Datasets
date: 2024-12-05 title: Datasets for Robotics —
The Datasets section compiles various open-source datasets and guides for creating custom datasets, providing essential resources for robotics research and applications. These datasets cover a wide range of domains, such as object detection, traffic modeling, and robotic perception, enabling researchers and developers to train, validate, and deploy machine learning models effectively.
This section is actively maintained and welcomes contributions to expand the dataset collection and usage guides.
Key Subsections and Highlights
-
Open Source Datasets A comprehensive guide to open-source datasets across diverse applications, such as general-purpose datasets (e.g., ImageNet, COCO) and domain-specific datasets (e.g., Lego Bricks, Thermal Cheetahs). The subsection also provides a tutorial on creating custom datasets using tools like Yolo_mark or Innotescus.
-
Traffic Modelling Datasets A curated list of datasets specifically designed for traffic modeling, including data captured from UAVs, traffic cameras, and autonomous vehicles. Examples include Argoverse, NuScenes, and High-D, with detailed descriptions of their attributes like lane boundaries, pedestrian data, and traffic light information.
Dataset Highlights
Open Source Datasets
- General Datasets: OpenImages, MS COCO, ImageNet, CIFAR-10
- Specific Applications: Chess Pieces, Fruit, Masks, Thermal Dogs and People
Traffic Modelling Datasets
- Argoverse: Includes 3D tracking and motion forecasting data with HD maps.
- Interaction: Contains lane merging and roundabout scenarios; no video data.
- High-D: Focuses on highways, with vehicle trajectories and HD map data.
- NuScenes: Provides detailed 3D annotations, global coordinates, and a variety of object types.
- Apollo: Features trajectories with object metadata like length, width, and heading.
Development Needs
We aim to expand this section by:
- Adding more application-specific datasets (e.g., for healthcare robotics, marine robotics)

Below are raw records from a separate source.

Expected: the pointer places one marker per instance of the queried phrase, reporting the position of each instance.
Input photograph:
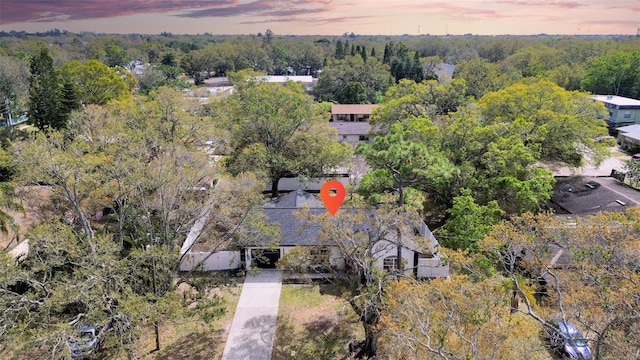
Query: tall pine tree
(45, 94)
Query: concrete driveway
(254, 323)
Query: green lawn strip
(313, 324)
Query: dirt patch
(32, 199)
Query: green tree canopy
(617, 73)
(372, 74)
(279, 131)
(95, 82)
(45, 110)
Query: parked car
(567, 340)
(85, 344)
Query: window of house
(390, 263)
(320, 257)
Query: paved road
(254, 323)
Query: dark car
(567, 340)
(85, 343)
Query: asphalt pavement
(254, 323)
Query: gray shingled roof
(351, 127)
(294, 231)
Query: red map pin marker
(332, 202)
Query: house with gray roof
(622, 111)
(629, 137)
(352, 122)
(423, 261)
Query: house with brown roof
(352, 122)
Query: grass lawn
(314, 324)
(192, 338)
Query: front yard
(314, 323)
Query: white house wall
(292, 184)
(430, 268)
(223, 260)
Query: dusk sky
(326, 17)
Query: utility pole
(155, 290)
(9, 123)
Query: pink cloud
(12, 11)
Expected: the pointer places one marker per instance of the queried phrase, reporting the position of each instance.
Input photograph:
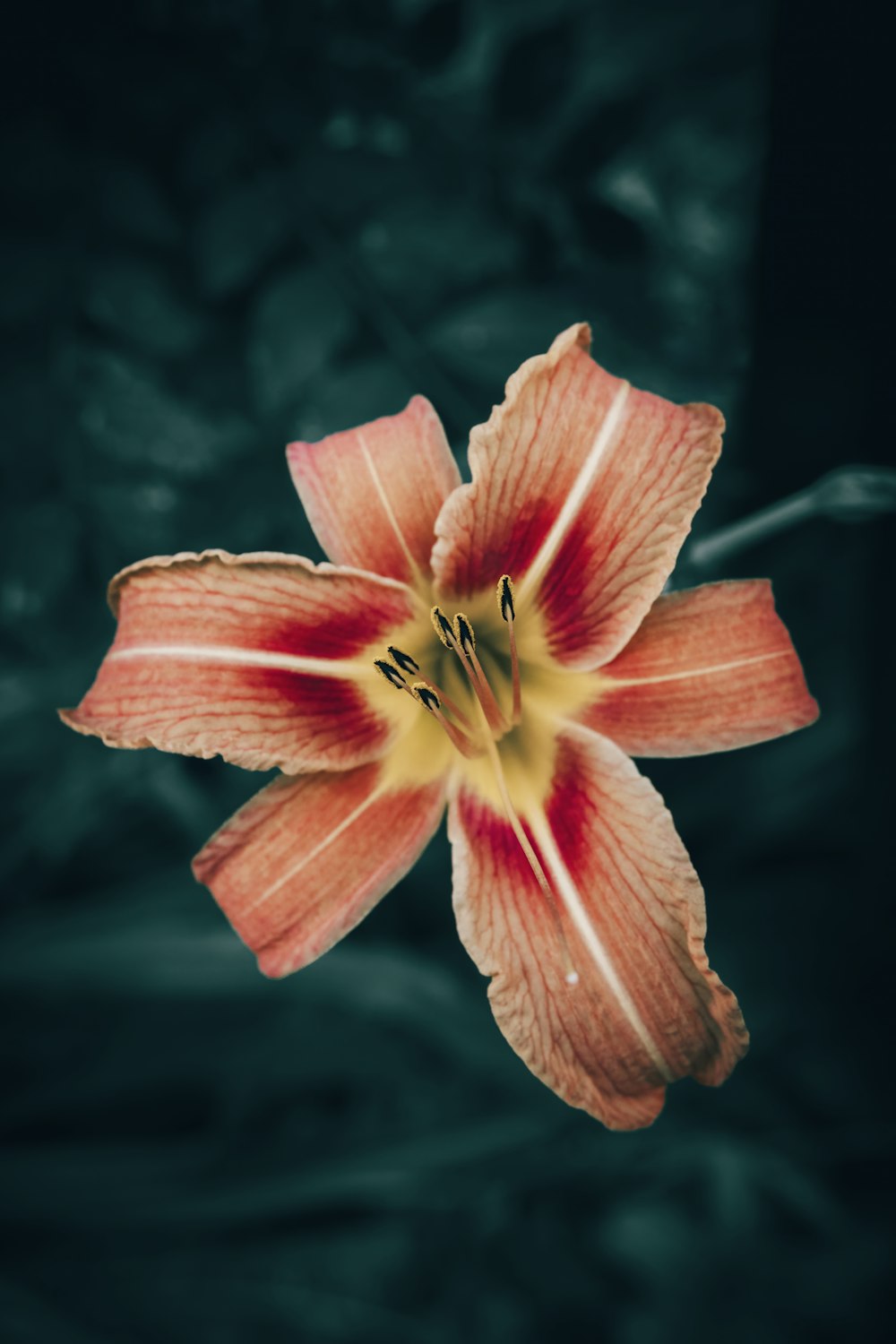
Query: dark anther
(463, 633)
(443, 626)
(427, 698)
(505, 597)
(403, 660)
(390, 672)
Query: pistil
(460, 639)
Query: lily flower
(501, 648)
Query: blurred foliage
(234, 222)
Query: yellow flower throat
(482, 699)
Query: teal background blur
(228, 223)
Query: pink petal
(261, 659)
(583, 491)
(710, 668)
(306, 859)
(646, 1008)
(373, 494)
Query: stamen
(463, 644)
(463, 634)
(443, 626)
(506, 607)
(392, 674)
(403, 660)
(505, 599)
(430, 701)
(570, 973)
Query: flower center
(469, 737)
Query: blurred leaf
(300, 322)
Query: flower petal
(583, 491)
(306, 859)
(253, 658)
(373, 494)
(710, 668)
(646, 1008)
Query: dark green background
(233, 222)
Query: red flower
(508, 669)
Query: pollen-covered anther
(403, 660)
(392, 674)
(505, 599)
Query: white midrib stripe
(306, 857)
(564, 886)
(387, 507)
(576, 496)
(244, 658)
(711, 671)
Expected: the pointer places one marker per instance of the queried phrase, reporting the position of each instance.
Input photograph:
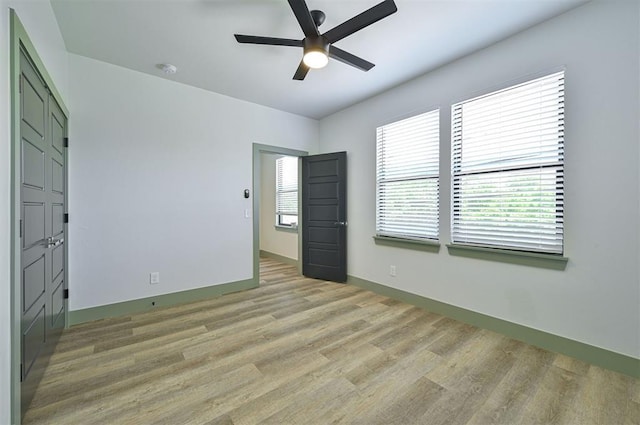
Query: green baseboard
(145, 304)
(579, 350)
(278, 257)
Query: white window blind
(286, 190)
(508, 167)
(407, 181)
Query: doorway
(39, 285)
(274, 235)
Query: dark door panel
(42, 199)
(324, 216)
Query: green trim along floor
(126, 308)
(585, 352)
(278, 257)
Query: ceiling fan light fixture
(315, 59)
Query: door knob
(51, 241)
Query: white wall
(279, 242)
(157, 175)
(596, 300)
(39, 21)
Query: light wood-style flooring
(303, 351)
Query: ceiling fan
(318, 48)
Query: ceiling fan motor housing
(318, 44)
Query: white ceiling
(197, 37)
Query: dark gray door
(42, 197)
(324, 216)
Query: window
(407, 179)
(287, 191)
(508, 165)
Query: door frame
(20, 40)
(258, 150)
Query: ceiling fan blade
(366, 18)
(301, 11)
(349, 59)
(301, 72)
(271, 41)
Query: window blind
(508, 167)
(407, 177)
(287, 186)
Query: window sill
(420, 245)
(532, 259)
(287, 229)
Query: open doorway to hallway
(279, 198)
(276, 202)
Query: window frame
(509, 252)
(407, 239)
(279, 215)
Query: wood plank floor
(303, 351)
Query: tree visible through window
(287, 191)
(508, 167)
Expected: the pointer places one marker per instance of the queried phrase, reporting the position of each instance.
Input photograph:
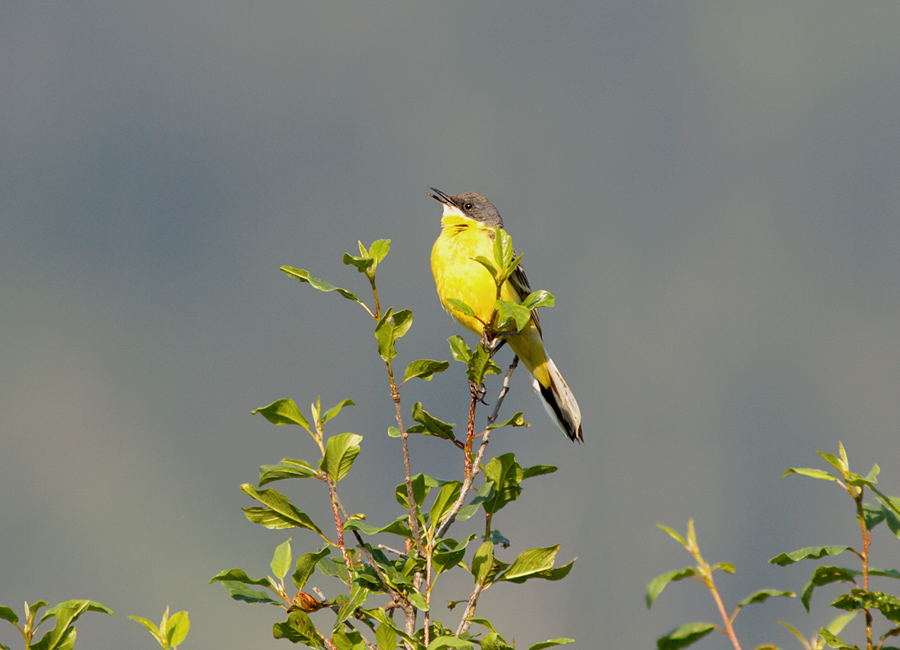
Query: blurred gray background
(711, 191)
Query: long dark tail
(560, 404)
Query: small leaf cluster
(171, 631)
(687, 634)
(387, 573)
(62, 636)
(858, 598)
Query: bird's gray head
(471, 206)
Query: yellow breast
(457, 274)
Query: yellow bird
(468, 226)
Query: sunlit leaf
(340, 452)
(306, 564)
(763, 595)
(334, 410)
(283, 411)
(424, 369)
(807, 553)
(321, 285)
(287, 468)
(282, 559)
(655, 586)
(683, 636)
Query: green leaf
(834, 641)
(279, 513)
(481, 364)
(340, 452)
(510, 269)
(482, 562)
(177, 629)
(237, 575)
(551, 643)
(386, 637)
(536, 563)
(283, 411)
(391, 327)
(358, 596)
(824, 575)
(421, 485)
(321, 285)
(334, 410)
(671, 533)
(282, 559)
(873, 515)
(287, 468)
(379, 249)
(430, 425)
(150, 625)
(449, 642)
(763, 595)
(332, 568)
(459, 349)
(890, 507)
(517, 420)
(655, 586)
(451, 556)
(864, 481)
(460, 306)
(75, 608)
(807, 553)
(811, 472)
(683, 636)
(494, 641)
(299, 628)
(418, 600)
(503, 250)
(840, 622)
(444, 502)
(840, 464)
(486, 263)
(512, 314)
(62, 636)
(538, 299)
(347, 639)
(306, 564)
(506, 475)
(362, 264)
(396, 527)
(424, 369)
(887, 604)
(8, 614)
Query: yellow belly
(457, 275)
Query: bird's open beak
(440, 196)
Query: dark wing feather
(519, 282)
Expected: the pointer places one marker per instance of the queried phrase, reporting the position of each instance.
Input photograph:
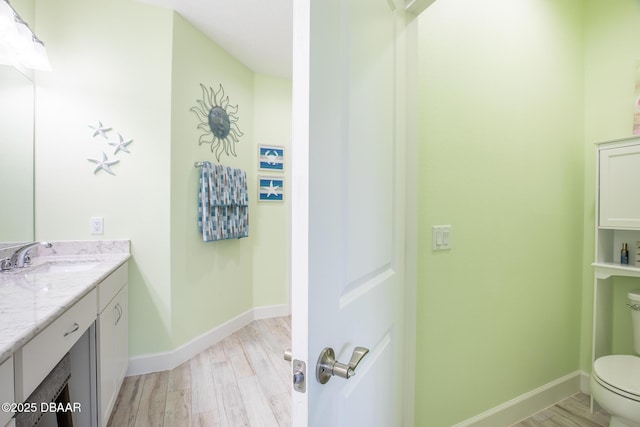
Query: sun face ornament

- Developing tutorials on dataset preprocessing and augmentation
- Enhancing visualization tools and API usage guides for existing datasets
- Including benchmark datasets for emerging fields like robot learning and human-robot interaction
If you have recommendations for datasets or wish to contribute tutorials and guides, please reach out or submit your content.
Summary
The Datasets section is a centralized hub for dataset resources in robotics. It supports diverse research areas by providing access to curated datasets, tools for creating custom datasets, and guides for effective usage. Contributions from the community will play a crucial role in enhancing this repository.